QUICK Update
May Issue 2008 | General Physics Corporation

“Kanban Scheduling System”

Quarterman Lee

Management Services

Spring 2008, pp.28-31

Kanban is one of a number of methods for production control. Kanban systems are especially useful “when lot sizes differ between process steps, processes are unbalanced or when distance introduces time lag or variability.”

Other methods to coordinate multi-step processes are:

  • Direct physical linking—“Here, each part in the process moves in synchronization and each step starts simultaneously. Processes must have the same lot size and co-location.”
  • Broadcast—“The schedule is simultaneously ‘broadcast’ to upstream sub-assembly and supply operations.

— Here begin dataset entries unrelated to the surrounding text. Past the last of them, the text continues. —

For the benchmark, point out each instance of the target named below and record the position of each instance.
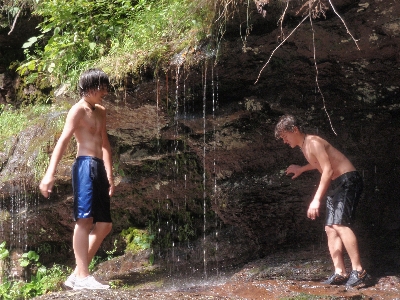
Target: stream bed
(286, 275)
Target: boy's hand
(313, 210)
(295, 170)
(111, 189)
(46, 186)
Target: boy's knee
(104, 227)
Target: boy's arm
(298, 170)
(107, 157)
(71, 123)
(319, 151)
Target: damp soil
(286, 275)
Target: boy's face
(288, 137)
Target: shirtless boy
(346, 187)
(92, 178)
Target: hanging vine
(310, 9)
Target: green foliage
(118, 35)
(136, 239)
(13, 122)
(43, 280)
(9, 9)
(28, 258)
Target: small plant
(29, 258)
(42, 280)
(136, 239)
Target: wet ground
(280, 276)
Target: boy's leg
(80, 242)
(349, 240)
(335, 246)
(96, 237)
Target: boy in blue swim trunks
(92, 178)
(345, 189)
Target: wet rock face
(170, 161)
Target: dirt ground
(289, 275)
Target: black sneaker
(357, 278)
(336, 279)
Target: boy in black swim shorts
(345, 190)
(91, 175)
(342, 199)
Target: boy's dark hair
(287, 123)
(92, 79)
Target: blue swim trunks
(342, 199)
(90, 185)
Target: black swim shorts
(90, 185)
(342, 199)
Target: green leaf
(30, 42)
(51, 67)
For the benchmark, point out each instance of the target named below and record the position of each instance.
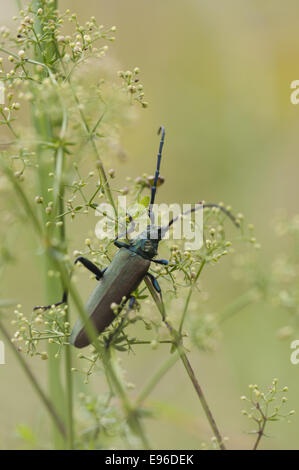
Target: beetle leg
(154, 282)
(132, 301)
(47, 307)
(160, 261)
(121, 244)
(90, 266)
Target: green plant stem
(36, 386)
(189, 295)
(86, 127)
(132, 413)
(155, 379)
(177, 342)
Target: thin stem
(46, 401)
(155, 379)
(189, 295)
(177, 342)
(260, 435)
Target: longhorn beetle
(126, 271)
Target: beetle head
(146, 244)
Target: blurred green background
(217, 75)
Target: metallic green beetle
(128, 268)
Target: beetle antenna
(154, 187)
(163, 230)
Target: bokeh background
(217, 75)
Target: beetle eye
(147, 245)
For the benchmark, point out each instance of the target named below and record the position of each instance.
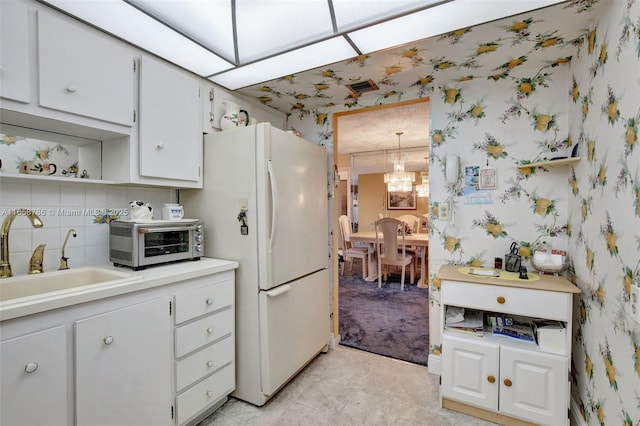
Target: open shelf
(59, 179)
(551, 163)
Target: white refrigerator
(264, 204)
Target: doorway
(364, 142)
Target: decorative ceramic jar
(233, 116)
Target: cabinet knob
(30, 367)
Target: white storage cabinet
(83, 71)
(500, 378)
(33, 387)
(122, 358)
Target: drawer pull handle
(31, 367)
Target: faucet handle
(37, 259)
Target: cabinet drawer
(203, 331)
(513, 300)
(201, 301)
(201, 363)
(208, 392)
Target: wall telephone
(451, 170)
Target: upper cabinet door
(14, 54)
(83, 71)
(170, 122)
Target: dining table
(420, 240)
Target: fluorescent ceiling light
(265, 28)
(208, 22)
(128, 23)
(312, 56)
(439, 20)
(351, 14)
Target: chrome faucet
(37, 259)
(5, 266)
(63, 258)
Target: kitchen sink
(56, 281)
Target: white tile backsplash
(64, 206)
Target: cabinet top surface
(152, 277)
(546, 282)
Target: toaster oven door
(159, 245)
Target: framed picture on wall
(487, 179)
(401, 200)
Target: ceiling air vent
(362, 86)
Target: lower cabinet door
(123, 366)
(33, 380)
(470, 371)
(534, 386)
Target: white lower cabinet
(122, 358)
(33, 387)
(204, 349)
(534, 385)
(160, 356)
(515, 382)
(505, 379)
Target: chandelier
(423, 189)
(399, 180)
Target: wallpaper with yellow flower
(517, 91)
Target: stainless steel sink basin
(56, 281)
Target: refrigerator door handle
(274, 203)
(278, 291)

They build the needed pairs in ‘Line-Set-Order’ with a small time offset for delivery.”
  • Materials Requirements Planning (MRP)—MRP “works from Bills of Materials (BOM), routings, inventory records and forecasts. It plans each process step for each product, subassembly and item.”
  • Re-Order Point (ROP)—ROP systems “require steady and predictable withdrawal rates and predictable replenishment times. But these conditions are rare. Typical systems have very high inventories and experience frequent stock outs.”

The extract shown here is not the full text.